Strange to say, evening weddings are de rigueur in the upper circles of the place where I now live—the only place thus distinguished, so far as I know. Soon after we came here a particularly "swell" wedding took place—that may have set the fashion—the hour of which was fixed at 8 P.M. The bridal robe, with its court train, had been sent from London, the gift of a wealthy sister; it was a wonderful white brocade shot with silver threads, and certainly shimmered in the gaslight as it could not have done by day. The gorgeous costumes of the guests also "lit up" with great effectiveness, as did the elaborate decorations of the church. It was really a dramatic spectacle. And the church was almost pulled to pieces by the crowd who went to see it.

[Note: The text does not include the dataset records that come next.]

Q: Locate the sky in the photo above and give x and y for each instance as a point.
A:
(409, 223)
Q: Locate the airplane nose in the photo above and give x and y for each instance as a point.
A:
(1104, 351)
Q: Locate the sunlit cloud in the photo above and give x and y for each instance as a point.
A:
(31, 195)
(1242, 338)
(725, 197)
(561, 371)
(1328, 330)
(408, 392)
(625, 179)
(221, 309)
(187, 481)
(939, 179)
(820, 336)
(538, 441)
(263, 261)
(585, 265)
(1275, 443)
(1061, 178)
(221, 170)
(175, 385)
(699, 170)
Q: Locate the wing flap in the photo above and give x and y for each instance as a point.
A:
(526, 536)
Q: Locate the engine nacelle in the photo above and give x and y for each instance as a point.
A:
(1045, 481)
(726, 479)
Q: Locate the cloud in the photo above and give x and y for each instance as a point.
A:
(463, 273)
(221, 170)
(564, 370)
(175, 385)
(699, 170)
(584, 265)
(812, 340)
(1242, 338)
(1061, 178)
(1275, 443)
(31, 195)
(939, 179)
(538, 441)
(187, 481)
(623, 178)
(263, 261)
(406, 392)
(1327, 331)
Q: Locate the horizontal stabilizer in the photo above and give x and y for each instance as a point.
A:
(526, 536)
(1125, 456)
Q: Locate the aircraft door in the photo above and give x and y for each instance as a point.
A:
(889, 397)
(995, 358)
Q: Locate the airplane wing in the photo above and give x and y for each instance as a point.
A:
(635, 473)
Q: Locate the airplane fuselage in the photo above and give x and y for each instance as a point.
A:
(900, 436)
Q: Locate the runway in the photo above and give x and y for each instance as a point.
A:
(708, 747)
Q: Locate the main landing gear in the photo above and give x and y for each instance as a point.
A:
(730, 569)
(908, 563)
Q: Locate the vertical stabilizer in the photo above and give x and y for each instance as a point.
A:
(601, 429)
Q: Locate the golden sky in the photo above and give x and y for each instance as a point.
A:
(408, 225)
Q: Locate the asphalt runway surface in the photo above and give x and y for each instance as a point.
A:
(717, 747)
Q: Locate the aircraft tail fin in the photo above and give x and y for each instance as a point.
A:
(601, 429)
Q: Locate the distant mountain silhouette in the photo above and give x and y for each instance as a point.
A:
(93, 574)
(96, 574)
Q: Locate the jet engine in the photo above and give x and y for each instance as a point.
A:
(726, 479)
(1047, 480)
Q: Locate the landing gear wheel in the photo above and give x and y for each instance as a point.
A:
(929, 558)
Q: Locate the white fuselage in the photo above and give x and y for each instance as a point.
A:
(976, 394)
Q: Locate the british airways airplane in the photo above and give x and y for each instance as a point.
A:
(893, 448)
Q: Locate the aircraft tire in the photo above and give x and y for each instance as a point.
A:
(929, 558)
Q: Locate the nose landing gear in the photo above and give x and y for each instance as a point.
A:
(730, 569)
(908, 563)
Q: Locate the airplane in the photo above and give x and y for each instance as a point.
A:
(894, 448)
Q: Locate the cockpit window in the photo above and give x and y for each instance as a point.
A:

And so now all the butchers and bakers and candlestick-makers have their weddings at night. Business is over, and they can revel thoroughly while they are about it. And outsiders, being also free to enjoy themselves, come in shoals to see the fun. Gates have to be locked and defended by brute force like barricades against besiegers, and the police are welcome when they deign to grace the scene. We hate this custom, which for several reasons is not nice to think of, but cannot alter it. Fashion is always irresistible when there is no law to the contrary, and canonical hours are ignored in this country. In the Bush, in the old days, persons got married at night only because they were ashamed to do so by day, or because they had no choice.
Another more purely social function of the Church had its Australian peculiarities, so marked at times as to obscure the lines of the original model, followed with such religious care. I allude to the time-honoured tea-meeting. I shall never forget how the first one that I attended on this side of the world astonished me.
It was while we were at W——, and the occasion was the laying of the foundation stone of a church at a mining township some twelve miles off. A large party of us, headed by our archdeacon, had a pleasant drive to the spot during the afternoon; on arrival our buggies were variously disposed of amongst the local residents, who, after the business ceremony, welcomed us to the hall or schoolroom where the festive tables were spread. I had seen the festive tables at home—bread and butter, substantial whitish cake, currant buns—and expected some approximation to that immemorial bill of fare, which to me was all one with the Rubrics.